Le septième art refuse de céder son imaginaire à l'empire Bolloré Alors que les flashs crépitent sur la Croisette, une autre scène se joue en coulisses, bien moins glamour

Derrière le faste de l’ouverture du Festival de Cannes se cache une réalité plus sombre que les salles obscures. Le lancement de la quinzaine a été marqué par un coup d'éclat : la signature de 600 professionnels du cinéma contre l’influence grandissante de l’extrême droite dans leurs rangs. Le collectif « Zapper Bolloré » à l’origine de la tribune dans Libération vise directement le « système Bolloré », accusé de vampiriser la chaîne du film, de la création à la diffusion. Alors que Vivendi s'apprête à faire main basse sur UGC après StudioCanal, le 7ème art français sonne l'alarme : le scénario d'une hégémonie réactionnaire est déjà en cours de tournage.

La Croisette s'amuse, l'empire s’étend

La quinzaine vient de débuter avec son rituel habituel : projections, montées des marches millimétrées et afters jusqu’au lever du soleil. Mais derrière cette carte postale édulcorée, le paysage audiovisuel français subit un sérieux ravalement de façade. Après avoir perdu les droits de diffusion du Festival au profit de France Télévisions, Vincent Bolloré semble avoir décidé de racheter le reste du décor.

Dernière conquête en date : le groupe UGC. Après avoir croqué 34 % des parts, le groupe Bolloré ne cache plus son appétit pour la troisième chaîne de cinémas de France, visant 100 % du capital d’ici 2028. Si l’on ajoute à cela la mainmise de Vivendi sur Canal+ et sa filiale StudioCanal (numéro 1 de la production en Europe), le constat est glacial : de l'écriture du scénario jusqu'au fauteuil rouge du spectateur, le milliardaire verrouille toute la chaîne.

Le « Projet Civilisationnel »

Dans une tribune incisive publiée par Libération, le collectif « Zapper Bolloré » tire la sonnette d’alarme. Pour ces 600 signataires, il ne s’agit pas d’un simple business de divertissement, mais d’une offensive idéologique : « Derrière son costume d’homme d’affaires, le milliardaire ne cache pas qu’il mène un « projet civilisationnel » réactionnaire d’extrême droite.
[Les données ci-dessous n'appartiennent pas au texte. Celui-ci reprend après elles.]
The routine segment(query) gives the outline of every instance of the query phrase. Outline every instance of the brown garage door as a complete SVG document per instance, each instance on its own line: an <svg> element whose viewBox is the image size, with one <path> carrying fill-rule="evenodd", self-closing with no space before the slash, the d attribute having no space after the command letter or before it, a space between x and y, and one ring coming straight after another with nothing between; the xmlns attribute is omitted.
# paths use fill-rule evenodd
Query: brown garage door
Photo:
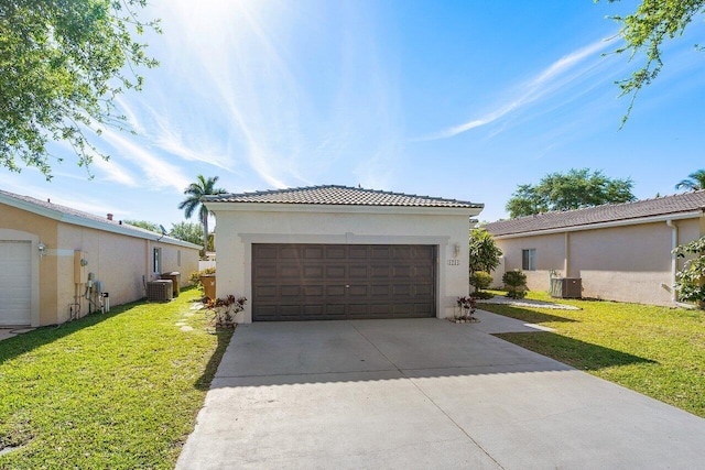
<svg viewBox="0 0 705 470"><path fill-rule="evenodd" d="M434 245L252 244L252 319L434 317Z"/></svg>

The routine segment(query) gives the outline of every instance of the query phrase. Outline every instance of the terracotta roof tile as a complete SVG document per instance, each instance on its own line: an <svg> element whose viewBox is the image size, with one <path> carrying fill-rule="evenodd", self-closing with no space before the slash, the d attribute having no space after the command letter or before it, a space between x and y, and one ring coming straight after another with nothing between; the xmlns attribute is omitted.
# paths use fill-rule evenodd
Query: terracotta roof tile
<svg viewBox="0 0 705 470"><path fill-rule="evenodd" d="M562 229L614 222L618 220L641 219L680 212L705 210L705 189L657 197L625 204L606 204L585 209L545 212L536 216L520 217L488 223L487 230L495 236L525 233L540 230Z"/></svg>
<svg viewBox="0 0 705 470"><path fill-rule="evenodd" d="M440 197L416 196L335 185L242 194L224 194L207 196L204 200L213 203L313 204L340 206L484 207L482 204L474 204L464 200L442 199Z"/></svg>

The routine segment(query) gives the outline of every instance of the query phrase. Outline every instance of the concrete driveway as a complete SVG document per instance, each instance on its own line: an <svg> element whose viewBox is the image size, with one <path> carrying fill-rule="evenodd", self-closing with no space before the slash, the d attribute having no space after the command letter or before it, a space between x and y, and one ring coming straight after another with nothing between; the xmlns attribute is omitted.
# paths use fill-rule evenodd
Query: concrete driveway
<svg viewBox="0 0 705 470"><path fill-rule="evenodd" d="M239 326L177 469L705 468L705 419L480 316Z"/></svg>

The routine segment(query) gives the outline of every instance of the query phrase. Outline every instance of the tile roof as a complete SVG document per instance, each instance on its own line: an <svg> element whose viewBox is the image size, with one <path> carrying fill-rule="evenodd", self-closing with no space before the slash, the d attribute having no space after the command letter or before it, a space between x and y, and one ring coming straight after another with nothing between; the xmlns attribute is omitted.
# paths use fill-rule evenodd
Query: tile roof
<svg viewBox="0 0 705 470"><path fill-rule="evenodd" d="M20 204L12 204L12 199L14 199L15 201L19 201ZM141 227L123 223L122 220L108 220L107 214L106 214L106 217L100 217L100 216L96 216L95 214L84 212L83 210L77 210L67 206L50 203L48 200L36 199L30 196L22 196L22 195L6 192L2 189L0 189L0 203L11 203L11 205L14 207L29 209L31 211L35 211L35 210L32 210L33 208L42 208L42 209L45 209L42 211L44 215L46 215L47 211L50 214L53 212L54 217L52 218L56 220L62 220L64 222L70 223L76 219L78 220L83 219L85 221L93 222L91 225L94 226L97 223L98 226L104 226L106 229L111 229L111 231L120 231L120 232L123 232L124 234L131 234L133 237L148 238L148 239L152 239L154 237L161 237L160 233L143 229ZM67 219L67 217L65 216L68 216L69 219ZM182 240L177 240L172 237L161 237L160 241L163 241L166 243L184 244L184 245L193 244L193 243L184 242Z"/></svg>
<svg viewBox="0 0 705 470"><path fill-rule="evenodd" d="M314 204L338 206L485 207L482 204L464 200L336 185L224 194L206 196L204 200L212 203Z"/></svg>
<svg viewBox="0 0 705 470"><path fill-rule="evenodd" d="M586 209L545 212L488 223L487 230L499 237L540 230L590 226L620 220L676 215L705 210L705 189L625 204L606 204Z"/></svg>

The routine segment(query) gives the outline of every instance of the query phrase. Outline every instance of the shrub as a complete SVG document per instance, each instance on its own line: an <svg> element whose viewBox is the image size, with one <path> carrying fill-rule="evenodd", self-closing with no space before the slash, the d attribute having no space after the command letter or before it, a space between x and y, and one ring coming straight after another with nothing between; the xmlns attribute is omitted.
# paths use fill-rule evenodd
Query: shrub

Si l’influence sur le contenu des films est restée discrète jusqu’ici, nous ne nous faisons pas d’illusion : ça ne durera pas. »

Le précédent de l’édition sert d’avertissement. Le rachat d’Hachette a provoqué une hémorragie interne, symbolisée par la démission d'Olivier Nora chez Grasset, perçu comme le dernier rempart avant le déluge. Aujourd’hui, des auteurs comme Virginie Despentes ou Bernard-Henri Lévy refusent de voir leurs noms associés à l'empire, tandis que les éditions Fayard, désormais sous tutelle, se transforment en officines de promotion pour Jordan Bardella ou Philippe de Villiers.

600 noms pour dire « Coupez ! »

Le collectif ne mâche pas ses mots en dénonçant une « prise de contrôle fasciste sur l’imaginaire collectif ». Cette tribune est plus qu’un cri du cœur ; c’est un refus catégorique de dépendre de l’argent d’un homme dont les chaînes (CNews en tête) font le lit de la haine.

Parmi les signataires, on retrouve le gratin du 7ème art : Juliette Binoche, Jean-Pascal Zadi, Swann Arlaud ou encore Adèle Haenel.

Des acteurs, des réalisateurs, mais aussi des scriptes et des programmateurs... C’est tout le corps du cinéma qui s’insurge contre cette « bollorisation » des esprits. À Cannes, le cinéma français rappelle qu'il sait encore mordre, même quand on essaie de lui acheter sa niche.